WSDOT transportation analysts looked at the weekend before Christmas fell on Friday, Saturday, Sunday, or Monday and predicted the longest travel times in both directions on Interstate 90 between North Bend and Cle Elum.
Eastbound and westbound traffic on that portion of Interstate 90 is expected to peak on Monday, December 26, when many employers offer it as a holiday. Eastbound I-90 expects moderate to heavy congestion from 8am to 4pm, with peak congestion from 10am to 2pm.
Forecasts are similar for Monday’s westbound I-90 traffic, which is expected to be moderate to busy from 11am to 7pm and reach peak congestion levels from noon to 5pm. increase.
WSDOT officials stressed that severe winter weather, collisions, or other emergencies could affect traffic levels during and after expected busy hours, and the agency’s online travel map I recommended the driver to check the mountain road report and make a plan in advance.
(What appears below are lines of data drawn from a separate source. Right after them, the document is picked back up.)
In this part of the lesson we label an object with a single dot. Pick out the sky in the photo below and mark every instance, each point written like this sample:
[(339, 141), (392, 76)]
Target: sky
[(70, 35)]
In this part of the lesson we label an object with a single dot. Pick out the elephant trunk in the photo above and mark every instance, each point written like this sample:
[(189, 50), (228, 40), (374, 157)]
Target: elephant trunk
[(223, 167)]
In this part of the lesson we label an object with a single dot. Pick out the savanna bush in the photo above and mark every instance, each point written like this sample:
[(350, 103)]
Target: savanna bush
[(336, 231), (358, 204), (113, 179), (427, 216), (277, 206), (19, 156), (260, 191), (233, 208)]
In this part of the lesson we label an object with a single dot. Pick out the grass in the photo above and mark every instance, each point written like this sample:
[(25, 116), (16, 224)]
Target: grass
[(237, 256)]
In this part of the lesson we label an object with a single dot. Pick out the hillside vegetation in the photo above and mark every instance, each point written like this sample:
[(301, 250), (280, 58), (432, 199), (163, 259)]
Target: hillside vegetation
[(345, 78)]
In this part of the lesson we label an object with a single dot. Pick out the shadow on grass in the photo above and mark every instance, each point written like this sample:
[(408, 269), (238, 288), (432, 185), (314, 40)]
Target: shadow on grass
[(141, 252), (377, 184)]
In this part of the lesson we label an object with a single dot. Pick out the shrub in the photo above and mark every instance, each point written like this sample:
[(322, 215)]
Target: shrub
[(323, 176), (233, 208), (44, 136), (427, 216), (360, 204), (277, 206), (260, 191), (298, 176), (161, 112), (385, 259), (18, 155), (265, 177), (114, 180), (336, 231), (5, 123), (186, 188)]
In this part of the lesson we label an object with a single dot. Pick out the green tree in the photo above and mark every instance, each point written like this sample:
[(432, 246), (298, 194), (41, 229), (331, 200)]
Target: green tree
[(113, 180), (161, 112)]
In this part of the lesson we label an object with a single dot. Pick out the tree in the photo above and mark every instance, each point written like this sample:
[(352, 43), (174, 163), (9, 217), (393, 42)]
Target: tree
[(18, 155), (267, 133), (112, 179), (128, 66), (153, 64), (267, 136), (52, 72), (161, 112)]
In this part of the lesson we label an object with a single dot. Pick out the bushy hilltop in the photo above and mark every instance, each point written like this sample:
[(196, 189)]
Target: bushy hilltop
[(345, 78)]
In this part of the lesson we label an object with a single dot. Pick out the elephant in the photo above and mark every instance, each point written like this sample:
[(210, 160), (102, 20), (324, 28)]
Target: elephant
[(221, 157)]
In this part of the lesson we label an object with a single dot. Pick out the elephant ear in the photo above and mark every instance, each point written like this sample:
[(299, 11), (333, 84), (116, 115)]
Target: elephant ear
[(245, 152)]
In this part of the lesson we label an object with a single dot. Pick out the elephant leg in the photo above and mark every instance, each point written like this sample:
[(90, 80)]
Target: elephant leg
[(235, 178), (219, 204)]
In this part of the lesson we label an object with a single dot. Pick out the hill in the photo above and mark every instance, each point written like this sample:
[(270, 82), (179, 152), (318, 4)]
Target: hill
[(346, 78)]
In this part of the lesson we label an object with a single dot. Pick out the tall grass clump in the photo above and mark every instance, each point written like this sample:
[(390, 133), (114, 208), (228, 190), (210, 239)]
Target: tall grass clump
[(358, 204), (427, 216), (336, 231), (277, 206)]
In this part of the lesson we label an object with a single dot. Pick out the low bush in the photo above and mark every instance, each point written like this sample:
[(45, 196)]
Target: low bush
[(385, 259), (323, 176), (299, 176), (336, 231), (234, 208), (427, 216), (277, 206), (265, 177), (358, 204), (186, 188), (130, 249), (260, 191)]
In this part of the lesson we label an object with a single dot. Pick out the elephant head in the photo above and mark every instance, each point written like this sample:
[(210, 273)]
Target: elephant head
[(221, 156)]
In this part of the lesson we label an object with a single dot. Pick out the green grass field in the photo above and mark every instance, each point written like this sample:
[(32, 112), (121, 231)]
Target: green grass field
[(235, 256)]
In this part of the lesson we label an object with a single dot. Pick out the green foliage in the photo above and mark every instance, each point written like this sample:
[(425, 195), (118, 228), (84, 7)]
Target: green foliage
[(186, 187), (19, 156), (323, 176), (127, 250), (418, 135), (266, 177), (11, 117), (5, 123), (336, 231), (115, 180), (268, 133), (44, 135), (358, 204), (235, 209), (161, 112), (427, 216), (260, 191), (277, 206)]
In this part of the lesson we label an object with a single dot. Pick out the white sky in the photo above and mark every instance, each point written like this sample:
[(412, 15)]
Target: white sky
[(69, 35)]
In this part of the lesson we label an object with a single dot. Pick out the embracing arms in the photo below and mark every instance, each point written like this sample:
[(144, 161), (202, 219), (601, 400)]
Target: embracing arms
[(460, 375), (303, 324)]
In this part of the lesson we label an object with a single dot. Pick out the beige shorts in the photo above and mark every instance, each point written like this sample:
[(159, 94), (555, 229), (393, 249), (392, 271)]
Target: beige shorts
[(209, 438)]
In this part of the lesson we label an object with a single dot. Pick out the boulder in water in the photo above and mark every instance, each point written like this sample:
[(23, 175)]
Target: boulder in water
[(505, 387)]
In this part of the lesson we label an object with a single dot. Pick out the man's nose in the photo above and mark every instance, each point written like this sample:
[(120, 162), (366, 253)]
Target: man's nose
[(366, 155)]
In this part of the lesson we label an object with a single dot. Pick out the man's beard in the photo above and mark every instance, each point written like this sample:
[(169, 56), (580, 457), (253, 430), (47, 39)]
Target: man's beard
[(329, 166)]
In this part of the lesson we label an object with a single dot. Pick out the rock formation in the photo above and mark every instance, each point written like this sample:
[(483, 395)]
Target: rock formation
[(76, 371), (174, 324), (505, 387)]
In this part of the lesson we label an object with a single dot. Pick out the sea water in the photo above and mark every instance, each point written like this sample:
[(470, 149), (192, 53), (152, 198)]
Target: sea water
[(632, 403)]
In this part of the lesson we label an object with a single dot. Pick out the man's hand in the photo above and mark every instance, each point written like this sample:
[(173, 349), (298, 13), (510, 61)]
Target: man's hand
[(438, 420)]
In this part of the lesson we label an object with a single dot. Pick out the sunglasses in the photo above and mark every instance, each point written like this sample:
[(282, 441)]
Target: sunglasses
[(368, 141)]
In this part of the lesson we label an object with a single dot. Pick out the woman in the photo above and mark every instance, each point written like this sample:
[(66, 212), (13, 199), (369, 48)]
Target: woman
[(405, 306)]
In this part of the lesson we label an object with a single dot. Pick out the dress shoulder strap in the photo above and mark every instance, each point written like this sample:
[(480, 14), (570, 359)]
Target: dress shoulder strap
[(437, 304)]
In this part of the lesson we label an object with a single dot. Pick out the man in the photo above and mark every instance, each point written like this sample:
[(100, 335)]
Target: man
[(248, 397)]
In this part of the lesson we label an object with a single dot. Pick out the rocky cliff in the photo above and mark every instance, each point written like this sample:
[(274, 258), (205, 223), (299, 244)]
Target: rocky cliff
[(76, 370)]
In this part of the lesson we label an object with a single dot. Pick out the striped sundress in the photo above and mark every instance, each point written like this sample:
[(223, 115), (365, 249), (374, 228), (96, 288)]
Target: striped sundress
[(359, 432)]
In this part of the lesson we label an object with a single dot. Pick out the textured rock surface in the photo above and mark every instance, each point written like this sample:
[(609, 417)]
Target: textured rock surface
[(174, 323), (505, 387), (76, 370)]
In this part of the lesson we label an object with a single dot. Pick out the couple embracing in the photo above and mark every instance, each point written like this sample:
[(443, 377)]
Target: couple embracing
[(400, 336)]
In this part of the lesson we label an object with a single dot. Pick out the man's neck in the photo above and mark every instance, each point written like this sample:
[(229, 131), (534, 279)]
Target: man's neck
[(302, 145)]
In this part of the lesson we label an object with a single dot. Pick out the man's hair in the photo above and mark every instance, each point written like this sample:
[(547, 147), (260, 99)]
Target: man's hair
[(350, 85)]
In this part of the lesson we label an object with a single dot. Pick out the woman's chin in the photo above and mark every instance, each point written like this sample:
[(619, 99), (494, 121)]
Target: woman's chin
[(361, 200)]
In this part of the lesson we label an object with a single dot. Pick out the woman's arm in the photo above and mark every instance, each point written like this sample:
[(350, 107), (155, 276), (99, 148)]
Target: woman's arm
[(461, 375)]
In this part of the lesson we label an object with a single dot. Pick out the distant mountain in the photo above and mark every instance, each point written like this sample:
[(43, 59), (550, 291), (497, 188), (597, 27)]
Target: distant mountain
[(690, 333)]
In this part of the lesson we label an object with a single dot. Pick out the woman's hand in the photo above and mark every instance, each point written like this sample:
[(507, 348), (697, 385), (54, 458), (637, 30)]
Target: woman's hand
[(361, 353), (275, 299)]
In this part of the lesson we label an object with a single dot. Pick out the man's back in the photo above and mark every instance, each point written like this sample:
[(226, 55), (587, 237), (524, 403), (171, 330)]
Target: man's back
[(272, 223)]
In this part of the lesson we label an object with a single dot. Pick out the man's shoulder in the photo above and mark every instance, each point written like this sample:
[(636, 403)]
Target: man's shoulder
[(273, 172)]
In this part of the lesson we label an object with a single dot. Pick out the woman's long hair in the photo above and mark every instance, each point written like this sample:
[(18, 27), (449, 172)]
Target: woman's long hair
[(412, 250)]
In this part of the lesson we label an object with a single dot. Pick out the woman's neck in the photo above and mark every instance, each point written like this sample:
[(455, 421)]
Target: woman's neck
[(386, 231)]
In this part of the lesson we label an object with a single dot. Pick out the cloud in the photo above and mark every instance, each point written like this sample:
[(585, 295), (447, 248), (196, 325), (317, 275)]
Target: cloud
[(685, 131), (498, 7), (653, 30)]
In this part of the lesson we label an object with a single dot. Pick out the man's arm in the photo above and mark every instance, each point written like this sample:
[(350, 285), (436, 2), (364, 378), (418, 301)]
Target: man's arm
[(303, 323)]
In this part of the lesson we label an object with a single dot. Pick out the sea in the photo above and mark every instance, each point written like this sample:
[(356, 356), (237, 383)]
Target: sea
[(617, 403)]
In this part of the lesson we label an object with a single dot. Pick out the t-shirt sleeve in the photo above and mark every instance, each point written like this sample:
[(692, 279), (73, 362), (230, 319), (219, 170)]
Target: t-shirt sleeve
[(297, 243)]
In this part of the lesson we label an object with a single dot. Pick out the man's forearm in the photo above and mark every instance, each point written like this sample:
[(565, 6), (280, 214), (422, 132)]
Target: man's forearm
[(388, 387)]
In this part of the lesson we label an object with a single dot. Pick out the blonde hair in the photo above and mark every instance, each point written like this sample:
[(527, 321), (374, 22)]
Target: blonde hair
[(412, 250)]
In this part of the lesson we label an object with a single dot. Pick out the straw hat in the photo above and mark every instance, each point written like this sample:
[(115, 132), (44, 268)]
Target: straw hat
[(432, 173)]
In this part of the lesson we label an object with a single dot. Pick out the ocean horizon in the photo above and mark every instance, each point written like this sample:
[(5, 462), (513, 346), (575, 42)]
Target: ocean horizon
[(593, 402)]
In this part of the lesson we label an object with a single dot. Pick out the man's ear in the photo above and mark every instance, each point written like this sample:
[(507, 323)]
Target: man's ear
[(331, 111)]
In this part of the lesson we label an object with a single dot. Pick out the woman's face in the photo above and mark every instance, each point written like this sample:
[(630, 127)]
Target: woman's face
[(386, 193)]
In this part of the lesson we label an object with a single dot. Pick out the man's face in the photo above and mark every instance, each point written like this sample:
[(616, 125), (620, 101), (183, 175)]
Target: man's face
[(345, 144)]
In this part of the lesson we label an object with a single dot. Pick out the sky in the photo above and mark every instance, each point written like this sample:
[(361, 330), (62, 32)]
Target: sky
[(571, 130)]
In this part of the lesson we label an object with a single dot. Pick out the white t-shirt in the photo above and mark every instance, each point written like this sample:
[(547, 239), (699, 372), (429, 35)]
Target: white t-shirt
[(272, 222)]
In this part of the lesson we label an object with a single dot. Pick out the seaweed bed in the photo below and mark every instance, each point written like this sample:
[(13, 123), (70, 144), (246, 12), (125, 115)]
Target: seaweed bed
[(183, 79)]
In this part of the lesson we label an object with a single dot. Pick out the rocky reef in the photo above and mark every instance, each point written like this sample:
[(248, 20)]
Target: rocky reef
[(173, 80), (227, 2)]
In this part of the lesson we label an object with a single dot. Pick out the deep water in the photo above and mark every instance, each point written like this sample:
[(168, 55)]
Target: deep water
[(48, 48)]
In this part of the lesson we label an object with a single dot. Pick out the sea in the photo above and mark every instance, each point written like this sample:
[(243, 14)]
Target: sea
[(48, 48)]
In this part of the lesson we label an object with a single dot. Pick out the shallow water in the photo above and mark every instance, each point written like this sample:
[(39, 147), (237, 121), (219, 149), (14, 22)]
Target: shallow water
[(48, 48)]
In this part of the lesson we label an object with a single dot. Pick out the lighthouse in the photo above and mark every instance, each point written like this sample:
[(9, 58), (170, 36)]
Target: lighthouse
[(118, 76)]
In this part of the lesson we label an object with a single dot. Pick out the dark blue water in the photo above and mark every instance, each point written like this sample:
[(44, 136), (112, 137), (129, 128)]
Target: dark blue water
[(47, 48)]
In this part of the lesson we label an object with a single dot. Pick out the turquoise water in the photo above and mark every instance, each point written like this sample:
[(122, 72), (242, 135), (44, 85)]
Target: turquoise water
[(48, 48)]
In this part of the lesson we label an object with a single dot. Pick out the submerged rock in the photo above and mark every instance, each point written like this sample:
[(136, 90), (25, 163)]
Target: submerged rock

In a December 12 news release, WSDOT Winter Program Manager Jim Andersen said:
“Our crews take great pride in their work and are doing everything in their power to keep the roads open, but drivers and truckers need to do their part and slow down. said Anderson.
Preliminary weather forecasts call for snow over the weekend of December 17-18, with more snow likely as Christmas approaches, especially in the Cascade Mountains.
The National Weather Service’s forecast shows a high chance of snow in Snoqualmie Pass starting Sunday, December 18.